Johnny goes off Depp end
THIS is why you don’t hire one of the most high-powered publicists in Hollywood and then sideline them. In a bonkers Rolling Stone interview with
Johnny Depp — which was arranged by his attorney, Adam Waldman, apparently in an attempt to vindicate Depp amid his lawsuit with his former financial managers — the author notes that “Waldman made it clear he was doing an end-run without the involvement of
Robin Baum, Depp’s formidable publicist of many years.” That might have been a bad call. Instead of a carefully orchestrated interview — perhaps at Baum’s office — Rolling Stone journalist Stephen Rodrick ended up hanging at Depp’s London home, while Depp sat with “two equal piles of tobacco and hash” rolling joints and pontificating until the sun came up.

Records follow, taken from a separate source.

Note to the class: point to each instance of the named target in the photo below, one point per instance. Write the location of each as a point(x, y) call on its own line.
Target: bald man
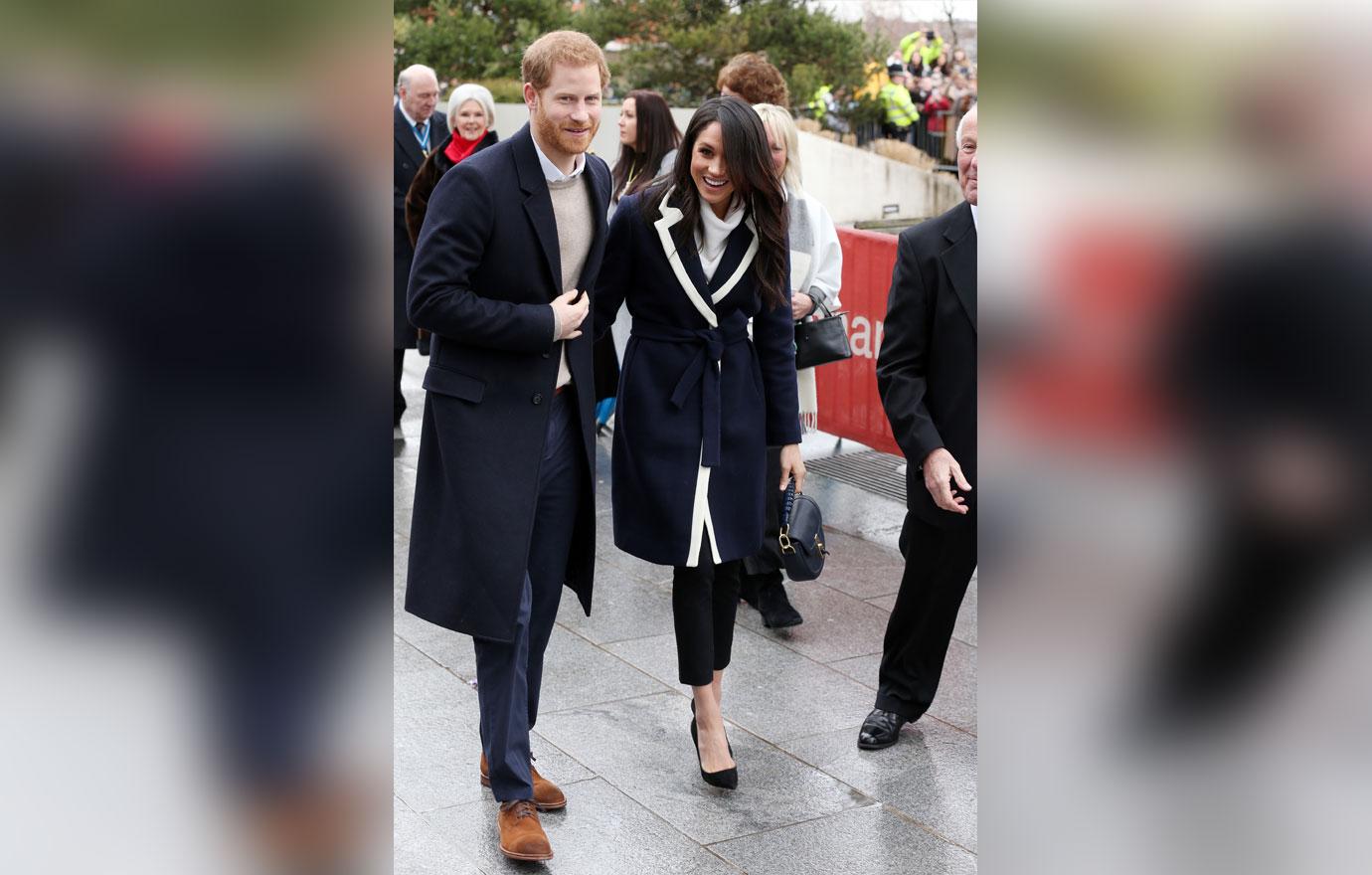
point(418, 132)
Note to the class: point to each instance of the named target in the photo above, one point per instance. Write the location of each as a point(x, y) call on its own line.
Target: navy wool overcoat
point(486, 267)
point(699, 401)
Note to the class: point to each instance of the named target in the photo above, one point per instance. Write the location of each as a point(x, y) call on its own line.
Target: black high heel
point(726, 780)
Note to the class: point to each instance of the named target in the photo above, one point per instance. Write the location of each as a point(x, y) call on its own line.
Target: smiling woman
point(697, 256)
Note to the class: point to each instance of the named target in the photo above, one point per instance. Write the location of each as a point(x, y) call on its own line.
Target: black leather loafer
point(880, 730)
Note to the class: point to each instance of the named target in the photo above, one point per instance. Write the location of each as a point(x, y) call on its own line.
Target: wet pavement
point(612, 729)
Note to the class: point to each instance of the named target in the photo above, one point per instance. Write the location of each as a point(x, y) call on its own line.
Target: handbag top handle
point(783, 535)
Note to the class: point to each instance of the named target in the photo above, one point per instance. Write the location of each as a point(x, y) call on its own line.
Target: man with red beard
point(504, 492)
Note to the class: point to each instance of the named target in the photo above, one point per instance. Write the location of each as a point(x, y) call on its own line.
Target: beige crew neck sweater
point(575, 231)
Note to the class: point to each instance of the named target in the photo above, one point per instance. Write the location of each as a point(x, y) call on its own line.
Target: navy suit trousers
point(509, 673)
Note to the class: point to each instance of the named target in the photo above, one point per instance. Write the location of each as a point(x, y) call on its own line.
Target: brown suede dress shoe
point(522, 834)
point(546, 794)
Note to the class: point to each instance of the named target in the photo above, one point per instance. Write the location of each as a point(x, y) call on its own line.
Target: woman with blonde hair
point(471, 116)
point(816, 264)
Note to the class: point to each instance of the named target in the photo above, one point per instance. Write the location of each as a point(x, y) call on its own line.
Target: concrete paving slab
point(642, 747)
point(966, 627)
point(423, 849)
point(858, 842)
point(602, 831)
point(770, 690)
point(435, 763)
point(624, 607)
point(577, 673)
point(837, 625)
point(931, 774)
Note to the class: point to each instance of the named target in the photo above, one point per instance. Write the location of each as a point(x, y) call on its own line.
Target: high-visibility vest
point(928, 54)
point(900, 108)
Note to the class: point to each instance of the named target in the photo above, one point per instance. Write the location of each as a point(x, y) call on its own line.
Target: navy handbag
point(801, 535)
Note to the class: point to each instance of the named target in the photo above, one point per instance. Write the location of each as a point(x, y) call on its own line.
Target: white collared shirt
point(715, 239)
point(552, 172)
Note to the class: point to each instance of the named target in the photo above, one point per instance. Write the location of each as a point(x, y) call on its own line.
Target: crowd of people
point(522, 256)
point(928, 86)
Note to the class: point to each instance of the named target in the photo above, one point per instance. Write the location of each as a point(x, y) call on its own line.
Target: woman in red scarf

The result were gems such as Depp’s observation that his battle with the managers is “the f - - king ‘Matrix.’ I didn’t see the movie, and I didn’t understand the script, but here’s what it is.”
When Rodrick puts to Depp the claim that he paid a sound engineer to feed him lines through an earpiece on a movie set because he couldn’t remember the script, according to the article, “Depp does not deny [this], saying the sounds fed to him made him act with just his eyes.”
And to the managers’ accusations that Depp’s spending was out of control and that he spent $30,000 on wine, Depp said, “It’s insulting to say that I spent $30,000 on wine . . . because it was far more.”
In the same vein, he shot down their claim that he spent $3 million shooting pal Hunter S. Thompson’s ashes from a cannon.
“By the way, it was not $3 million to shoot Hunter into the f - - king sky . . . It was $5 million.”
He also explained that “the cost of the rocket launch increased when he decided he wanted Thompson’s arc to be at least 1-foot higher than the Statue of Liberty’s 151-foot height.”